---
name: bio-viromics
description: Detect, classify, and QC viral contigs.
---

# Bio Viromics

Detect, classify, and QC viral contigs.

## Instructions

1. Run virus detection (geNomad).
2. Run CheckV for completeness/contamination.
3. Assign taxonomy and cluster genomes (vConTACT3 for hierarchical classification and gene-sharing network analysis).

## Quick Reference

| Task | Action |
|------|--------|
| Run workflow | Follow the steps in this skill and capture outputs. |
| Validate inputs | Confirm required inputs and reference data exist. |
| Review outputs | Inspect reports and QC gates before proceeding. |
| Tool docs | See `docs/README.md`. |

## Input Requirements

Prerequisites:
- Tools available in the active environment (Pixi/conda/system).

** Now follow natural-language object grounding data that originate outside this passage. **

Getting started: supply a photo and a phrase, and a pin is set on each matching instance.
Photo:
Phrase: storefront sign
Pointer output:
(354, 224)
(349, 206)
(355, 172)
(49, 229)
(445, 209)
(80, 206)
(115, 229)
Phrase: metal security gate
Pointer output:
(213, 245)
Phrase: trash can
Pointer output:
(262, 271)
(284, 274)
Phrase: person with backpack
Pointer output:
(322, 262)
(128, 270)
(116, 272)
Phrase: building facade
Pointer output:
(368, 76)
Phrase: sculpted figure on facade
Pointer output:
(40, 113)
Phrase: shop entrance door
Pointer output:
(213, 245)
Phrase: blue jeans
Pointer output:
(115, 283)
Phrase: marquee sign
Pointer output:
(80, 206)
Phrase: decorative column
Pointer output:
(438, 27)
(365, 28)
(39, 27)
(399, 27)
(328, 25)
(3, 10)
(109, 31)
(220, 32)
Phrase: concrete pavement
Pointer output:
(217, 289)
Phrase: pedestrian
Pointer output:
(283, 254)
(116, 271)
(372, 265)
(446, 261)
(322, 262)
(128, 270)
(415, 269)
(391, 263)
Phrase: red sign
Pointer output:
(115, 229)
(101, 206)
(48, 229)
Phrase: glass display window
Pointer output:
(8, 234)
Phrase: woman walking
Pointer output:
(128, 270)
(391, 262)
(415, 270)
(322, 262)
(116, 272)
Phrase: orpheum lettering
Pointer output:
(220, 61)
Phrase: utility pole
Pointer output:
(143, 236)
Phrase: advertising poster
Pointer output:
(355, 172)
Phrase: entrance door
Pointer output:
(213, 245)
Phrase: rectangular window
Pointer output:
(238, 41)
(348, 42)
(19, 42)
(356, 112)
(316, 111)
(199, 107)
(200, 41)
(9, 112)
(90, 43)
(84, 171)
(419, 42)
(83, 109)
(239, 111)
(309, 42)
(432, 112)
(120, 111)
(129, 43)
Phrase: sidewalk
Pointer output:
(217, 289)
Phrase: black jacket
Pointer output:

See `docs/README.md` for expected tools.
- Reference DB root: set `BIO_DB_ROOT` (default `/media/shared-expansion/db/` on WSU).
- Input contigs are available.
Inputs:
- contigs.fasta

## Output

- results/bio-viromics/viral_contigs.fasta
- results/bio-viromics/checkv_results/
- results/bio-viromics/vcontact3_results/
- results/bio-viromics/viral_taxonomy.tsv
- results/bio-viromics/genome_clusters.tsv
- results/bio-viromics/viromics_report.md
- results/bio-viromics/logs/

## Quality Gates

- [ ] CheckV quality thresholds meet project standards.
- [ ] Contamination flags are below thresholds.
- [ ] On failure: retry with alternative parameters; if still failing, record in report and exit non-zero.
- [ ] Verify contigs.fasta is non-empty.
- [ ] Verify viral reference DBs exist under the reference root.

## Examples

### Example 1: Expected input layout

```text
contigs.fasta
```

## Troubleshooting

**Issue**: Missing inputs or reference databases
**Solution**: Verify paths and permissions before running the workflow.

**Issue**: Low-quality results or failed QC gates
**Solution**: Review reports, adjust parameters, and re-run the affected step.